Well, okay, the fact that they were all in the same area increases the chance that multiple individuals among them would've been part of a given descendant's genetic tree, though that's less true in the age of global (and interplanetary) mass transit than it would've been in the past. Also, some estimates put it at more like
1000 years before we run out of direct genetic ancestors. But
this article points out how rapidly our pool of ancestors grows until we can basically say we're all descended from everyone. The human genetic pool is finite and strongly intermixed, so there's a huge amount of redundancy. If an ancestor who provided certain genes is erased from history, they might just be replaced by a different ancestor who provides essentially the same genes, just a small part of the whole genetic code (as Poul Anderson proposed in his Time Patrol stories). After all, those ancestors will all have the same ancestors as each other if you go back far enough.
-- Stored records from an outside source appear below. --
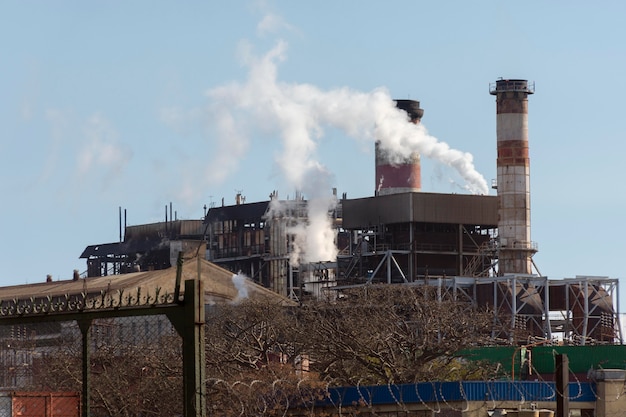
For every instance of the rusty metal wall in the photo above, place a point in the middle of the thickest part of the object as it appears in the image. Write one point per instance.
(420, 207)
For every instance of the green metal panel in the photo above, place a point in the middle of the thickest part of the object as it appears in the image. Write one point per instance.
(581, 358)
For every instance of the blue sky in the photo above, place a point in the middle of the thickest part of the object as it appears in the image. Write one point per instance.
(115, 104)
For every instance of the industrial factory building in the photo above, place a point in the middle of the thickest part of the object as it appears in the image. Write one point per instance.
(476, 248)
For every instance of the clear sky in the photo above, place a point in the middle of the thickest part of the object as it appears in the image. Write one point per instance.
(107, 104)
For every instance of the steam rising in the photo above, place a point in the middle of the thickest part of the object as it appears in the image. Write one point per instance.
(298, 114)
(240, 283)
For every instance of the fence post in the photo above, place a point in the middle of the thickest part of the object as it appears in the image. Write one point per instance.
(85, 329)
(194, 360)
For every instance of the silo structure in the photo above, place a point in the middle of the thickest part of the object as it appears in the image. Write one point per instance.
(394, 177)
(513, 176)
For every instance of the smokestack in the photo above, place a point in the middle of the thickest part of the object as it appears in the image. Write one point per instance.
(404, 176)
(516, 248)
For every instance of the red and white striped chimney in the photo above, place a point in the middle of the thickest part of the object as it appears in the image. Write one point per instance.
(513, 164)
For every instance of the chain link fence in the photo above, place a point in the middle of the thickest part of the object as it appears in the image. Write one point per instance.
(135, 368)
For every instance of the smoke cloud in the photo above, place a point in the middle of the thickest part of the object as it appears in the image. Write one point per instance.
(240, 283)
(299, 113)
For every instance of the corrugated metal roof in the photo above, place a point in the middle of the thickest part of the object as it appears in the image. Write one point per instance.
(248, 211)
(218, 284)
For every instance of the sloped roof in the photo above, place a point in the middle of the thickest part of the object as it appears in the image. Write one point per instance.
(218, 282)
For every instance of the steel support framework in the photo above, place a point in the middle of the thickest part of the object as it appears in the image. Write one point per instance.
(522, 307)
(187, 315)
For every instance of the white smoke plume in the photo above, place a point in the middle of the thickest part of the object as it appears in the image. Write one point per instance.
(240, 282)
(299, 113)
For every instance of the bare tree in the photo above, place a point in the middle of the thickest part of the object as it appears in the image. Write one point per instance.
(392, 334)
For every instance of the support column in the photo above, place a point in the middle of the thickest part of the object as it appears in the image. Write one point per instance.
(85, 329)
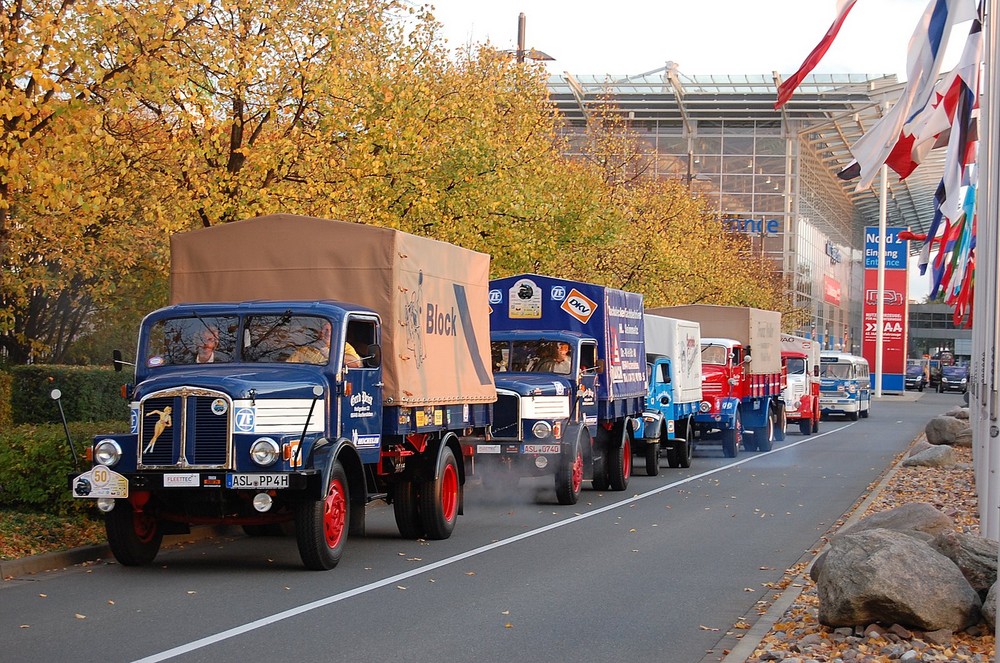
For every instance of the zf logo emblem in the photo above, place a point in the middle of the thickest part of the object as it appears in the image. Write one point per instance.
(244, 419)
(579, 306)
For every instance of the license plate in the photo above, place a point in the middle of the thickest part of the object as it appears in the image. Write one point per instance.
(257, 481)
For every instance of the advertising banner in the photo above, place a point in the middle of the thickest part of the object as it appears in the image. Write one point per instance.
(894, 312)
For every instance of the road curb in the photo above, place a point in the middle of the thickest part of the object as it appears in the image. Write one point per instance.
(753, 637)
(56, 561)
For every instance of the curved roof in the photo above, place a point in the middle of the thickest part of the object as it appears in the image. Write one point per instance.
(833, 111)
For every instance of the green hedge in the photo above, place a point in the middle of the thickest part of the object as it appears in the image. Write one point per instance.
(35, 461)
(88, 394)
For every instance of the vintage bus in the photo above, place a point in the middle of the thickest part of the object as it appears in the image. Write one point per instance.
(845, 385)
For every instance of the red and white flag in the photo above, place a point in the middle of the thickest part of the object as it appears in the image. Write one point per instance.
(788, 86)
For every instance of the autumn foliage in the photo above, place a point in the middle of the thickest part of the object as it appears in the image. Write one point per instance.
(125, 121)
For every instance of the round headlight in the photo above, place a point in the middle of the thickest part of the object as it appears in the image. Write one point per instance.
(541, 429)
(264, 451)
(107, 452)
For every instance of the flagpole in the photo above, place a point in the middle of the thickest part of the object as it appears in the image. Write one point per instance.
(880, 306)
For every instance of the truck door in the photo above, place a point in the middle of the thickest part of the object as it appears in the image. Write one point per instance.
(361, 396)
(586, 403)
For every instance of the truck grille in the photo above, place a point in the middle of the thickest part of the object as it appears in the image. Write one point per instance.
(185, 427)
(506, 416)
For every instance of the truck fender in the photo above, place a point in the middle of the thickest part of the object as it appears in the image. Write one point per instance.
(323, 457)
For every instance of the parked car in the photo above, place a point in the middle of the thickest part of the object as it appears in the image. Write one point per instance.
(954, 378)
(916, 378)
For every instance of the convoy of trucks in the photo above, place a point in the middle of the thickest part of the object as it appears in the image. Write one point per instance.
(568, 361)
(306, 367)
(742, 376)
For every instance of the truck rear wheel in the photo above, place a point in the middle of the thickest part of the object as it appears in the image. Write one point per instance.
(321, 525)
(620, 461)
(439, 498)
(731, 438)
(569, 475)
(405, 509)
(652, 458)
(133, 536)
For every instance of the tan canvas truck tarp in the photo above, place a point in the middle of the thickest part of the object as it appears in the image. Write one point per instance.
(432, 296)
(755, 328)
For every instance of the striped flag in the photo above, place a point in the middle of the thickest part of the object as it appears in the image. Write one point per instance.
(788, 86)
(923, 65)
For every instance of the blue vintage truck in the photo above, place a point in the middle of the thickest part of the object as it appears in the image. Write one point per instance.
(306, 367)
(569, 366)
(673, 362)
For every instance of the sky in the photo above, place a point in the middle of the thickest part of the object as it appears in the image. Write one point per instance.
(701, 36)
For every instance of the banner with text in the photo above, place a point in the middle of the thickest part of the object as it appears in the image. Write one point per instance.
(894, 312)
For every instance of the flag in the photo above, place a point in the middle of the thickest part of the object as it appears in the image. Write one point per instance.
(929, 127)
(787, 88)
(923, 65)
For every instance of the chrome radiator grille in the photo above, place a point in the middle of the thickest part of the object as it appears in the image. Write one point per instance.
(186, 427)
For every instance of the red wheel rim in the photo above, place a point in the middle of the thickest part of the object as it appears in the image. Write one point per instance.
(449, 492)
(627, 461)
(577, 471)
(334, 513)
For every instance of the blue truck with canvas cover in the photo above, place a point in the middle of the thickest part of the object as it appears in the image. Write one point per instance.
(673, 362)
(569, 366)
(344, 364)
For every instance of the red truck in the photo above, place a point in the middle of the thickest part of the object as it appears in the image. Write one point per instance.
(742, 377)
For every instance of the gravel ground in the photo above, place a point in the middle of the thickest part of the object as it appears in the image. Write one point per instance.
(797, 637)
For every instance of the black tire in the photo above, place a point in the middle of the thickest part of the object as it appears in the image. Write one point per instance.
(652, 458)
(684, 451)
(731, 438)
(134, 538)
(406, 509)
(321, 526)
(620, 460)
(439, 497)
(569, 474)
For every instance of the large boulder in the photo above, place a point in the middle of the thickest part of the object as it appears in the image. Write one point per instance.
(975, 557)
(945, 430)
(941, 455)
(881, 575)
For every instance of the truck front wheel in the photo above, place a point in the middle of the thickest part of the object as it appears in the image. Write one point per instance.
(439, 498)
(321, 525)
(569, 475)
(620, 461)
(133, 536)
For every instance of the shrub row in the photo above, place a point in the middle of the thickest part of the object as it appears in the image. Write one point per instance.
(88, 394)
(36, 461)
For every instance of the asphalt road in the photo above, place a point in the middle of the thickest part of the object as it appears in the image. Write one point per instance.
(660, 572)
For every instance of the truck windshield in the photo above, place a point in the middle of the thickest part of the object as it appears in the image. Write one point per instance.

Of course, that's just genetics. It's possible that different people would perform different actions that would cause future events to unfold differently. But only in some cases would those actions be pivotal enough to have changes that amplified over time rather than being damped out by larger-scale events. For instance, removing Edith Keeler from history had a larger global impact than removing Rodent, the bum in the alley. But that would be more likely to change what events occurred than who was born. Sure, if my grandparents never met and gave birth to my mother, I wouldn't exist; but if two of my 32 great-great-great-grandparents had never met and given birth to one of my 16 great-great-grandparents, then odds are I'd still exist with maybe a couple of different chromosomes. At least one of those great-great-great-grandparents would probably have married someone else and still had a kid, right?
Which could go a long way toward explaining why so many of the same people exist in both the Prime Universe and the Mirror Universe. Although it doesn't explain why they keep ending up serving on the same ships or stations together.